Part (2)
In the Lagrangian description of the flow, a fluid particle at a point $\mathbf{x}_0=(x_0,y_0)$ at time $t = 0$ is located at a point $\mathbf{x} =(x,y)$ at time $t > 0$ with coordinates given by
$$x= X(t;\mathbf{x}_0), \,\, y = Y(t;\mathbf{x}_0),$$
where the Eulerian velocity field is related to the Lagrangian mapping by
$$\tag{*}\frac{d}{dt}X(t;\mathbf{x}_0) = u[X(t;\mathbf{x}_0),Y(t;\mathbf{x}_0),t],\\ \frac{d}{dt}Y(t;\mathbf{x}_0) = v[X(t;\mathbf{x}_0),Y(t;\mathbf{x}_0),t] $$
In steady, 2D straining flow the velocity field has the form
$$u(x,y,t) = kx,\,\, v(x,y,t) = -ky$$
and (*) simplifies to
$$\tag{**}\frac{dX}{dt} = kX,\\ \frac{dY}{dt} =- kY$$
Solving (**) subject to initial conditions $X(0,\mathbf{x_0})= x_0, \,Y(0,\mathbf{x}_0) = y_0$ we get
$$X(t;\mathbf{x}_0) = x_0e^{kt}, \,\,\, Y(t;\mathbf{x}_0) = y_0 e^{-kt},$$
and for points $(x_0,y_0)$ on the circle of radius $a$ centered at the origin we have the evolution of the material curve given by
$$X(t;\theta) = a\cos(\theta)e^{kt}, \,\,\, Y(t;\theta) = a \sin (\theta) e^{-kt}\quad (0 \leqslant \theta < 2\pi)$$
Part (3)
Intuitively you can see that the circle of marked fluid particles is deformed into an eccentric elliptical shape as it is elongated in the positive and negative $x-$directions and squashed in the $y-$ directions. The enclosed area remains the same for incompressible flow with $\nabla \cdot \mathbf{u} = 0$ -- which holds in this case.
In incompressible flow the density $\rho$ remains constant (within any fluid parcel that moves with the flow).
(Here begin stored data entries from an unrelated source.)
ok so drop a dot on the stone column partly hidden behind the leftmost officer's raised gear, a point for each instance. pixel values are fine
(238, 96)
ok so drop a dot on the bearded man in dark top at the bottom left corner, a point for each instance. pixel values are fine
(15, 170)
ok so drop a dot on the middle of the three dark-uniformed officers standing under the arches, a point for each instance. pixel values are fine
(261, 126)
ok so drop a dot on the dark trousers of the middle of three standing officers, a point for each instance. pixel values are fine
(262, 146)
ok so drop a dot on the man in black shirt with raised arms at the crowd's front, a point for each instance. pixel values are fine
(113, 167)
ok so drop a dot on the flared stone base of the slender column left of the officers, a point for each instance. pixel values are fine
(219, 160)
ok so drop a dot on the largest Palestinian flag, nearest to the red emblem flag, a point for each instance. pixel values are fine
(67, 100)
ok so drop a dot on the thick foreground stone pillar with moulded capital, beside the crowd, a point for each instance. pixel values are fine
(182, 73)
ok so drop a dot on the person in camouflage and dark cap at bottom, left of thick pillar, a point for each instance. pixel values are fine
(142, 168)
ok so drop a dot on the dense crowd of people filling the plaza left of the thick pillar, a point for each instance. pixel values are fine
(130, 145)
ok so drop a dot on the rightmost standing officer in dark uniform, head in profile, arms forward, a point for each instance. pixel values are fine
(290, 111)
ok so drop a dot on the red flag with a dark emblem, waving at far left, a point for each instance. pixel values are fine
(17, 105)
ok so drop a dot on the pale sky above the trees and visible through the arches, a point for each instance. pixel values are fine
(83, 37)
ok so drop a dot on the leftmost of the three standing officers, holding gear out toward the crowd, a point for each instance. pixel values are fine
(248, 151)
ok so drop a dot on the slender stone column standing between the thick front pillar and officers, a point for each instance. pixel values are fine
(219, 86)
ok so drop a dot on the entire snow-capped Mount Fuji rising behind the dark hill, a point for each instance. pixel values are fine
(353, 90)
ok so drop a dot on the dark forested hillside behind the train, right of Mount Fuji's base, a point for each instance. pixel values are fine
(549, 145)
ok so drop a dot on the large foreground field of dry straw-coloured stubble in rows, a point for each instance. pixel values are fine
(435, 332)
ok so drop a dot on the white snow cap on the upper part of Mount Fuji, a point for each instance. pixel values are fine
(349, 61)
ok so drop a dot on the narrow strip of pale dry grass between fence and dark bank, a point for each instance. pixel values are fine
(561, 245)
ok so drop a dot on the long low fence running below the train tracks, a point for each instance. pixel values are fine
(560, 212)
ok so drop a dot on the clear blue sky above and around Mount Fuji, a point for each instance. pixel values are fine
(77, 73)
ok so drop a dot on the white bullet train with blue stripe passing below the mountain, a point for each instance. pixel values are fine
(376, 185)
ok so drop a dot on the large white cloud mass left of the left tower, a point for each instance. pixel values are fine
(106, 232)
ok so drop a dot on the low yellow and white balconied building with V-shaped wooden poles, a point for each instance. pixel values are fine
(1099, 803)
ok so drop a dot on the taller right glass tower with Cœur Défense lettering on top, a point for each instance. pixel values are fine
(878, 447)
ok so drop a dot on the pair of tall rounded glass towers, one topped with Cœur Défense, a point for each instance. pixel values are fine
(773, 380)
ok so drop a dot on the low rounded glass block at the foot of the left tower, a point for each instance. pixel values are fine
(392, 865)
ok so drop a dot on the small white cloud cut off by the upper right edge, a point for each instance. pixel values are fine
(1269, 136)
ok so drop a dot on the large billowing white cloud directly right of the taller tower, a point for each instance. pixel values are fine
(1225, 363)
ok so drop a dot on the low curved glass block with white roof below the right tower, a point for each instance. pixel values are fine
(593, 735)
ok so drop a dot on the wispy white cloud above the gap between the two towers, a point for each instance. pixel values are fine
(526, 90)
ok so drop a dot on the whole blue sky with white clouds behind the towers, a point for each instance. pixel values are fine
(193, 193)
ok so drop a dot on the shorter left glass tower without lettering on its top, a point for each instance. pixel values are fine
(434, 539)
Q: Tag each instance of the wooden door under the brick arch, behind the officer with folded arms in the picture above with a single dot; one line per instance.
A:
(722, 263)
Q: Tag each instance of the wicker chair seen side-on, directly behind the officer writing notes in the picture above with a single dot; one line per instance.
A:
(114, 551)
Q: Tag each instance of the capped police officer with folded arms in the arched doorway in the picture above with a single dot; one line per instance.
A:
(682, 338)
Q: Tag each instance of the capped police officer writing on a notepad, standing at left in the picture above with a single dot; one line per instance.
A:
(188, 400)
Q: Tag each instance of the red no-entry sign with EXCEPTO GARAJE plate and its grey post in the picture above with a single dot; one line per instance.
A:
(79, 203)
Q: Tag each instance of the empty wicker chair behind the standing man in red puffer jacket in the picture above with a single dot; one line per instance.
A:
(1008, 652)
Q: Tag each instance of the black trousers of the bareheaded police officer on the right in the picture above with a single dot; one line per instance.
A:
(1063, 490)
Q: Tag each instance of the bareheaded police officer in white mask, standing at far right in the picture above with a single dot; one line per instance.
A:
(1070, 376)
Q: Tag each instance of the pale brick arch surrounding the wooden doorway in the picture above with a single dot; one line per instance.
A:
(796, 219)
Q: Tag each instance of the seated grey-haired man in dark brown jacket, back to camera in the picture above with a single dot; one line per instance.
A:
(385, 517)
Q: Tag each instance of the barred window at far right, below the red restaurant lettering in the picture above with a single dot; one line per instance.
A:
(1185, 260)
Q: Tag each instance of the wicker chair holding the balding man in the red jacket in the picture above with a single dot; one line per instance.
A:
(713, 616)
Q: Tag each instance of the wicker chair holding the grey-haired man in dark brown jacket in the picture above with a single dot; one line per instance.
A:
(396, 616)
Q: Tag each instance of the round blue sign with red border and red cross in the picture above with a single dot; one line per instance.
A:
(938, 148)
The total mass of fluid particles at $t= 0$ within a cylindrical region with cross-section $\Omega(0)$ in the plane and bounded by the circle $C(0)$ of radius $a$ must remain constant through time as the region $\Omega(t)$ is convected and deformed with the flow. Since the flow is two-dimensional, there is no motion in the direction normal to the plan so we can say that the mass per unit length in the $z-$direction remains constant. Thus,
$$\frac{d}{dt}\int_{\Omega(t)} \rho \, dA = 0,$$
and since the density does not vary with time the area $\int_{\Omega(t)} \, dA$ is constant.
This can be justified rigorously by the Reynolds transport theorem.